The Problem
Nadia runs a price comparison startup. She needs product data from 12 competitor e-commerce sites — product names, prices, availability, ratings, images. Each site has a different structure, some render with JavaScript, and several block datacenter IPs. She tried building scrapers manually: Puppeteer for one site, Cheerio for another, a custom fetch wrapper for the third. Within a week she had 12 fragile scripts, each with its own error handling, its own data format, and its own failure mode.

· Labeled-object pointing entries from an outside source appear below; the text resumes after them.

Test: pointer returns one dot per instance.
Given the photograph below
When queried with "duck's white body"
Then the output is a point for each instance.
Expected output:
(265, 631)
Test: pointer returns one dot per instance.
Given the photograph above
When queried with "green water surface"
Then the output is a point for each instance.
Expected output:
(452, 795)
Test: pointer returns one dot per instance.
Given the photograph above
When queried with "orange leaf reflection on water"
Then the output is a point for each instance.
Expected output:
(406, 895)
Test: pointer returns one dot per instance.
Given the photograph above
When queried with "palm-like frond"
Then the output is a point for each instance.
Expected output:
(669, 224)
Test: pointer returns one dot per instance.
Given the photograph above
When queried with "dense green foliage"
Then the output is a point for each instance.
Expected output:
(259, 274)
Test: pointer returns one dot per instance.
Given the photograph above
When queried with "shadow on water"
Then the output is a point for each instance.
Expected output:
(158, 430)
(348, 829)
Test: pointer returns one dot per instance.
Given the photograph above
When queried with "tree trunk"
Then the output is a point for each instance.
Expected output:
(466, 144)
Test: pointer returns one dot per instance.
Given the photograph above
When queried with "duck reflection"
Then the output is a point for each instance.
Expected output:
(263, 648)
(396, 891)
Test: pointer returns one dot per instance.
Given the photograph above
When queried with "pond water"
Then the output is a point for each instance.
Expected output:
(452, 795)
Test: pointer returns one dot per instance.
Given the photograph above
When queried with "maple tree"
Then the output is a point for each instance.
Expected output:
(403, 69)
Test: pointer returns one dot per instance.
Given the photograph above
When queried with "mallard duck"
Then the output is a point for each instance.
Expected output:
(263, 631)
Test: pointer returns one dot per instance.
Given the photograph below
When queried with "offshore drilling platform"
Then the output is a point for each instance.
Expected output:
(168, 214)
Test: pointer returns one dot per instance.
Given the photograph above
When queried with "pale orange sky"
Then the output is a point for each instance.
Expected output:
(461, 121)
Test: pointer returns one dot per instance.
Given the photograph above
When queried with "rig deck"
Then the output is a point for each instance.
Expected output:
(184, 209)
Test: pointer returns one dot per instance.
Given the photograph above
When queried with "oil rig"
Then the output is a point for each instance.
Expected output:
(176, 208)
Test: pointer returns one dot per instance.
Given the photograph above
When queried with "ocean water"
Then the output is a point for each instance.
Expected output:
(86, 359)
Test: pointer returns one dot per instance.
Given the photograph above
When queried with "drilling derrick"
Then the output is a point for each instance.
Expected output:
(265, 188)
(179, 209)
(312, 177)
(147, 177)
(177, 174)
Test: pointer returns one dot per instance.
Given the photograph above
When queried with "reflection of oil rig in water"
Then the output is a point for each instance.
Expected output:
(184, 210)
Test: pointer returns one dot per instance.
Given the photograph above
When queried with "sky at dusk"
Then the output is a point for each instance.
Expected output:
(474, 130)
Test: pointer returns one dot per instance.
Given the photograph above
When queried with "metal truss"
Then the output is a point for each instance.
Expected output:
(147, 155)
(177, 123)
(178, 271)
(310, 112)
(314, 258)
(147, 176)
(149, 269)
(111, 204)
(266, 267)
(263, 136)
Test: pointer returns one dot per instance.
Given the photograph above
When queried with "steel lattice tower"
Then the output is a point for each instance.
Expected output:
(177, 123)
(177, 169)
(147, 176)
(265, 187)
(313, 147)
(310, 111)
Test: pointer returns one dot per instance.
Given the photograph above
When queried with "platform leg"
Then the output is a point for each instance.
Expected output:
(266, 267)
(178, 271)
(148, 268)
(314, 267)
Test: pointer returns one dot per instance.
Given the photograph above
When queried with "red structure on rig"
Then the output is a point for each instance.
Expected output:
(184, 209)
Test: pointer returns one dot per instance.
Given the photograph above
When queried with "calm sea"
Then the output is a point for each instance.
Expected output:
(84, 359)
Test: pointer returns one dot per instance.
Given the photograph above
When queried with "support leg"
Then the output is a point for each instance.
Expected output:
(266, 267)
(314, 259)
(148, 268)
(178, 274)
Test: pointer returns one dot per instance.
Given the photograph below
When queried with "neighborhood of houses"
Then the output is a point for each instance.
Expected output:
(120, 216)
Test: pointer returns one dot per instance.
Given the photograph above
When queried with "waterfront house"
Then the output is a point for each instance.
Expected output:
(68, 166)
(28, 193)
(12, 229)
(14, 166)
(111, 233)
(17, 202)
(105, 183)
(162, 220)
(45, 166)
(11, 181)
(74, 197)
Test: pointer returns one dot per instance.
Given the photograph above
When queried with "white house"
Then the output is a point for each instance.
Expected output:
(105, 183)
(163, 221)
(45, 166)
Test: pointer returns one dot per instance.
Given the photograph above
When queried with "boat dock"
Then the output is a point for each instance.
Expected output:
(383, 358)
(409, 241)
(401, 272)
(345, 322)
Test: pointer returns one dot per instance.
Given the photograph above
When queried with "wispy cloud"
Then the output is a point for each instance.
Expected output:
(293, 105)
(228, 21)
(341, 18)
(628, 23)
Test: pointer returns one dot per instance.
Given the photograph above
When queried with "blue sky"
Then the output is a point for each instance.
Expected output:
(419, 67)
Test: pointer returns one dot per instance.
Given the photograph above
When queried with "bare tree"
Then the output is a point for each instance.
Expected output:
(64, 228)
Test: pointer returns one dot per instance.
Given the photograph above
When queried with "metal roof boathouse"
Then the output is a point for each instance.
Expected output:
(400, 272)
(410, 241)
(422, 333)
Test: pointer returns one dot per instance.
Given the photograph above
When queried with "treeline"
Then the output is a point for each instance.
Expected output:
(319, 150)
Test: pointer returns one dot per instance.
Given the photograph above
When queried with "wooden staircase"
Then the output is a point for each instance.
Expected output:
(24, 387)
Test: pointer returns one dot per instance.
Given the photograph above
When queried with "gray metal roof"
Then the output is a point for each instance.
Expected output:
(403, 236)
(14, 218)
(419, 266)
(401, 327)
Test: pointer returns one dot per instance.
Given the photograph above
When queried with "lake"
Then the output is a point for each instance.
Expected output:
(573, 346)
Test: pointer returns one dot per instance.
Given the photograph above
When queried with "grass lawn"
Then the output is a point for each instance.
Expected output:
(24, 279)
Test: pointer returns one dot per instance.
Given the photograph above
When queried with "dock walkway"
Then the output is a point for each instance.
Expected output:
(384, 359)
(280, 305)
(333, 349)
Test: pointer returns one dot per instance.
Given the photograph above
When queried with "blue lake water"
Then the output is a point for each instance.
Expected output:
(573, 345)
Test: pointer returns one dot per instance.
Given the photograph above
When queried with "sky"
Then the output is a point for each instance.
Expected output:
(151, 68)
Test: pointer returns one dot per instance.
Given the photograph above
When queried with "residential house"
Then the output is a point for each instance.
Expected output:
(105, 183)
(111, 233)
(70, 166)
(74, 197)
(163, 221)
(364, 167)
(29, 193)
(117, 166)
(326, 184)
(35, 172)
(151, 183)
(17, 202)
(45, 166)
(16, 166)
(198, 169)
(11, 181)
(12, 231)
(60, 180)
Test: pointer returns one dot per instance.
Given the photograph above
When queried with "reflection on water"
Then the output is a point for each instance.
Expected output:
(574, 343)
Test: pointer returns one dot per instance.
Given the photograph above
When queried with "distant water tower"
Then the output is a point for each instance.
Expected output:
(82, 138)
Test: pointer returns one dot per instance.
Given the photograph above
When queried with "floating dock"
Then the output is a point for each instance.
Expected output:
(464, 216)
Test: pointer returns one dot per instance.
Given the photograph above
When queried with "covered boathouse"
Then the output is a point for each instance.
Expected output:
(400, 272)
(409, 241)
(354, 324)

When a scraper breaks (and they break constantly — sites change their HTML), the pipeline silently stops collecting data. Nadia only notices when a customer asks why prices haven't updated in three days. She needs a structured pipeline where extraction, validation, transformation, and loading are separate concerns — so when a scraper breaks, it's obvious which one, and fixing it doesn't require touching the rest of the pipeline.
The Solution
Use data-pipeline for the ETL architecture — separate extract, transform, and load stages with validation between each. Use playwright-testing for JavaScript-rendered sites and supabase for the Postgres database with real-time price change notifications.
Step-by-Step Walkthrough
Step 1: Design the Pipeline Architecture
Every scraping pipeline needs the same five stages. Separating them means each stage can fail independently, retry independently, and be tested independently.

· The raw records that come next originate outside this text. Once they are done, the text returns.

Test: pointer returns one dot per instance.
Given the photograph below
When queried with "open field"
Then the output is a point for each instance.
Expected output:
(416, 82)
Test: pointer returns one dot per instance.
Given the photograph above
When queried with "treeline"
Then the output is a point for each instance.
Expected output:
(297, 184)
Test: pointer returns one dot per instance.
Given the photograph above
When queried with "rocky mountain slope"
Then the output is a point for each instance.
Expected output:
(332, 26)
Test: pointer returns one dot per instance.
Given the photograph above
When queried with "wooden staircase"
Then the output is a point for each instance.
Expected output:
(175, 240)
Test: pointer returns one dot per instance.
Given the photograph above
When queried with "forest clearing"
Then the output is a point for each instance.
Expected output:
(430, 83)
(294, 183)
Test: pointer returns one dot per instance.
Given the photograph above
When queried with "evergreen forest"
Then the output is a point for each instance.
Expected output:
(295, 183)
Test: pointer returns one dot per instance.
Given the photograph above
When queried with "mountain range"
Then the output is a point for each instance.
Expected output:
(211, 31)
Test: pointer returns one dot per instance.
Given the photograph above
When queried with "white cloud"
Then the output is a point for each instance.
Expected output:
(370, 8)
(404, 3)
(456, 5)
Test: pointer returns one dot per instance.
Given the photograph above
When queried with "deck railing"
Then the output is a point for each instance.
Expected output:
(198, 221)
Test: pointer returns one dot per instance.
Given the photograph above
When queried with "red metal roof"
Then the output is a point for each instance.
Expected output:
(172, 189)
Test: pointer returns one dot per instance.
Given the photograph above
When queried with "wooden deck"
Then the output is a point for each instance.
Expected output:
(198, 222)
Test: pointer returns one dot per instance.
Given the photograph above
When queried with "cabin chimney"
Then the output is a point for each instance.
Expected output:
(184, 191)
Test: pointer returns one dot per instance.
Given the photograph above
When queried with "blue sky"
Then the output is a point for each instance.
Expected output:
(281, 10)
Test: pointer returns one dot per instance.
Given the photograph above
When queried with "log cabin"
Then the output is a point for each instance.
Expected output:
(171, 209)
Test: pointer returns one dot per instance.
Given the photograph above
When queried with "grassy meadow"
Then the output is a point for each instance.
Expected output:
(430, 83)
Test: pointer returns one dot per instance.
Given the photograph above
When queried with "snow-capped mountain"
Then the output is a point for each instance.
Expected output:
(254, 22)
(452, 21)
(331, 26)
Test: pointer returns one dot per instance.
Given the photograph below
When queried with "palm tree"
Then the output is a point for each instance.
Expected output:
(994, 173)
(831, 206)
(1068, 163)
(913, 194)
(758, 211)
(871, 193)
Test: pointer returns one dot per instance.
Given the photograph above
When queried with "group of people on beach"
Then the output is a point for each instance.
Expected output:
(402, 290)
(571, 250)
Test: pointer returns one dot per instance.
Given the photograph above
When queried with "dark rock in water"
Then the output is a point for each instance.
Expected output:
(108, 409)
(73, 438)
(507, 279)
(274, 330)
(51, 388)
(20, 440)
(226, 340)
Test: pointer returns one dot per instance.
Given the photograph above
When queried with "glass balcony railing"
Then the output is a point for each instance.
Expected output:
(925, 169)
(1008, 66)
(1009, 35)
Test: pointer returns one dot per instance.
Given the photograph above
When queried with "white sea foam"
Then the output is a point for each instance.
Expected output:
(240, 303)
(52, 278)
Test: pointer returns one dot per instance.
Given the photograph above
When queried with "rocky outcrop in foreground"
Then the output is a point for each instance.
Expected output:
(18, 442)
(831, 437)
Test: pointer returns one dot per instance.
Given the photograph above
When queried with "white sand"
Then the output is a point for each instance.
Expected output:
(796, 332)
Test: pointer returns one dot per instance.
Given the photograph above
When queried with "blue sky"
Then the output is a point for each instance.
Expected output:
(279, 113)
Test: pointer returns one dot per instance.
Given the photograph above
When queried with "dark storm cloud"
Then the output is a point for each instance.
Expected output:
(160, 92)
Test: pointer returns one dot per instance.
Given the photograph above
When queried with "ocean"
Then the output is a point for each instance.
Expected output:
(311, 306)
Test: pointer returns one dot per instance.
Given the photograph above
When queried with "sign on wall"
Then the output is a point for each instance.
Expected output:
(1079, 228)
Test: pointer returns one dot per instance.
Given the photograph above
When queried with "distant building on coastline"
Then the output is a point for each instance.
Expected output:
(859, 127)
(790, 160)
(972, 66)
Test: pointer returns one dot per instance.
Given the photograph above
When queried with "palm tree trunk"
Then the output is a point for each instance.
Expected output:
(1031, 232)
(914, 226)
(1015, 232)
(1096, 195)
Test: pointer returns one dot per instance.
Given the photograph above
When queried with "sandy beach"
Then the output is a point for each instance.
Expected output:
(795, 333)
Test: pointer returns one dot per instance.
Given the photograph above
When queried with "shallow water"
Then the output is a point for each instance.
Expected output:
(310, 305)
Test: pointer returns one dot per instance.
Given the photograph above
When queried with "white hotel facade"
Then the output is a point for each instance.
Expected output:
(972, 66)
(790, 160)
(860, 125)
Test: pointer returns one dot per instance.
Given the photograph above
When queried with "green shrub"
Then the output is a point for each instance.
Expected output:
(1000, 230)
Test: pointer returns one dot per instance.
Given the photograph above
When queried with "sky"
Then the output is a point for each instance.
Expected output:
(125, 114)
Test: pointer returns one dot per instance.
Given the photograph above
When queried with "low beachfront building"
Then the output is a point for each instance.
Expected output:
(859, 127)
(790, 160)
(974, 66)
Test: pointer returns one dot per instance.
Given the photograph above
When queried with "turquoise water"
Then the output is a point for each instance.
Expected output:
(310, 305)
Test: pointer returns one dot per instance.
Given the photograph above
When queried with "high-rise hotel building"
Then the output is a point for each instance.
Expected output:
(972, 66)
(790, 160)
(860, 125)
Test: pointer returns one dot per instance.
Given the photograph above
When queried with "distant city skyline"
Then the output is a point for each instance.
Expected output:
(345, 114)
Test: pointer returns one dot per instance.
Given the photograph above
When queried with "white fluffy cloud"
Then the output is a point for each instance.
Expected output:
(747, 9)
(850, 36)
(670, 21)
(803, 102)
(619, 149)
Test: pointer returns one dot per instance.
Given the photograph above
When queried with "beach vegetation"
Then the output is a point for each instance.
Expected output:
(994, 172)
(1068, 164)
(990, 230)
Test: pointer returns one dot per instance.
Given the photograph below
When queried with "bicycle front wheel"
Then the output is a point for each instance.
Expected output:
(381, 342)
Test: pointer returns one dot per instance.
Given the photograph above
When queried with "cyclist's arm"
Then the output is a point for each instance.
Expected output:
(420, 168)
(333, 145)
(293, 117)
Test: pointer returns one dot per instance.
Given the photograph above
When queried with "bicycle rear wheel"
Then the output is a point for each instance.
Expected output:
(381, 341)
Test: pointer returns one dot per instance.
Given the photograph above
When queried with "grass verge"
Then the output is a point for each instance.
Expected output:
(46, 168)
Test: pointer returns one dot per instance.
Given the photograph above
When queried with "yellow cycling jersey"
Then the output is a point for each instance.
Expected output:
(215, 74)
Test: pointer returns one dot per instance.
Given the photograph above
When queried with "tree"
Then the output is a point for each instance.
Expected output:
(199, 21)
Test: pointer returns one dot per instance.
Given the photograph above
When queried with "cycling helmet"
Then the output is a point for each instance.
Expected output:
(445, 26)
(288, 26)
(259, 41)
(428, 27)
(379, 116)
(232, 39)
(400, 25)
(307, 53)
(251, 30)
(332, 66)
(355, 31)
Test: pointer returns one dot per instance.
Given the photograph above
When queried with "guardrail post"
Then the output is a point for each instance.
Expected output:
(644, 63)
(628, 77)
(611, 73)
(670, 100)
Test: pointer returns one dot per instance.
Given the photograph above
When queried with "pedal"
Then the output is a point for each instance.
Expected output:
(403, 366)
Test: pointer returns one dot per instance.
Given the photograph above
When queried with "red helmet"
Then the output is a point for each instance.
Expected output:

┌──────────┐ ┌──────────┐ ┌───────────┐ ┌──────────┐ ┌────────┐
│ Extract │───▶│ Validate │───▶│ Transform │───▶│ Dedupe │───▶│ Load │
│ (scrape) │ │ (schema) │ │ (clean) │ │ (hash) │ │ (DB) │
└──────────┘ └──────────┘ └───────────┘ └──────────┘ └────────┘
│ │ │ │ │
▼ ▼ ▼ ▼ ▼
raw.json errors.log transformed/ deduped/ load_report
// pipeline.config.ts — Configuration for the scraping pipeline
/**
* Defines data sources, transformation rules, and load targets.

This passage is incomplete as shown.